Sometimes, life has a way of giving you interesting perspectives. Yesterday, a police officer was killed here in Colorado Springs. What makes this impactful for me isn’t that I know the officer, but that I know the area he was murdered in. In fact, I go by it nearly every day on the way to work, and had been right by that location less than five hours before the officer was killed there.
Anyway, we found out yesterday that there had been a shooting because we got emails at work notifying us that several schools had been locked-down (the emails were for parents who might have kids in one of the schools affected by the lock-down). There weren’t any details at that time about the status of the officer, but when I went home I saw that the entire street was blocked off where the shooting had happened, and there were several police markers around the bus stop and bus bench, along with crime scene detectives there nearly six hours after the shooting. Then, this morning, coming in I noticed that someone had left flowers and painted a cross on the bus bench, and that’s when I figured the officer had died (which was then confirmed by my reading the headlines as I walked by the newspaper vending machines).

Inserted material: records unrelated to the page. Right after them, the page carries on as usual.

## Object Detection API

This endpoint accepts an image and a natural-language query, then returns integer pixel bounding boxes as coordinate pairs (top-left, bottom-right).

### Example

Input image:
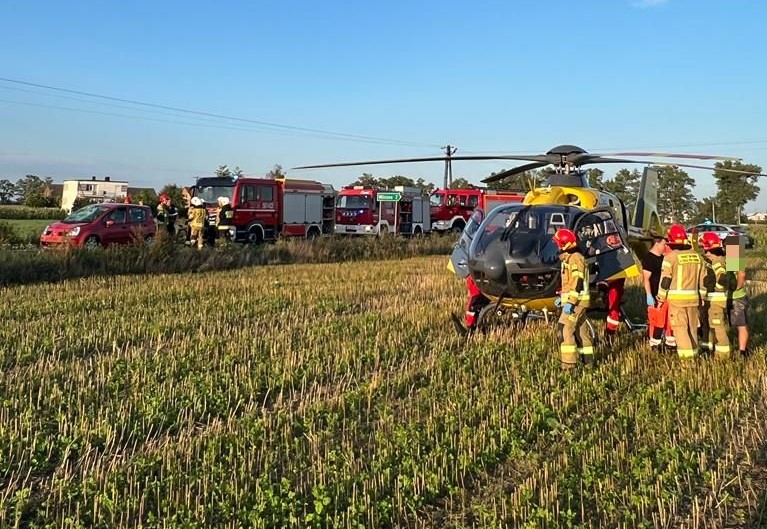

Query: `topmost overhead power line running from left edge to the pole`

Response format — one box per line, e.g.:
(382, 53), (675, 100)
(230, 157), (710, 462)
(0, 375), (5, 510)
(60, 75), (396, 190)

(0, 77), (439, 147)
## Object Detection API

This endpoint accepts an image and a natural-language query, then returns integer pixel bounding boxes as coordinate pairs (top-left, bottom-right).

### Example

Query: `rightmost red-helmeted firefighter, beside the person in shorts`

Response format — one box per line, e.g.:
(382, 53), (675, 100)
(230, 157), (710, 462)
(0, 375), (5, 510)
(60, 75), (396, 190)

(699, 231), (730, 359)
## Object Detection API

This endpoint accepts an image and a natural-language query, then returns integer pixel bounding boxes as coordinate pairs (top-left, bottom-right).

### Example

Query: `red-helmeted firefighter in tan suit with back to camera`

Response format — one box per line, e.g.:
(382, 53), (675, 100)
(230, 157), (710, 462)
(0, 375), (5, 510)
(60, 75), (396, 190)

(658, 224), (706, 360)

Needless to say, having something like that occur in a place you are familiar with does make you ponder life. Not only is it an illustration of how fragile life is, but it also is a sobering reminder that any moment we can suddenly be talking with our Maker. It also makes you wonder, if you knew that today was your last day on Earth would you live differently than you are now? And if so, whether good or bad, why aren’t you living that way now?
Perhaps thinking about our every day lives should be something we do more often.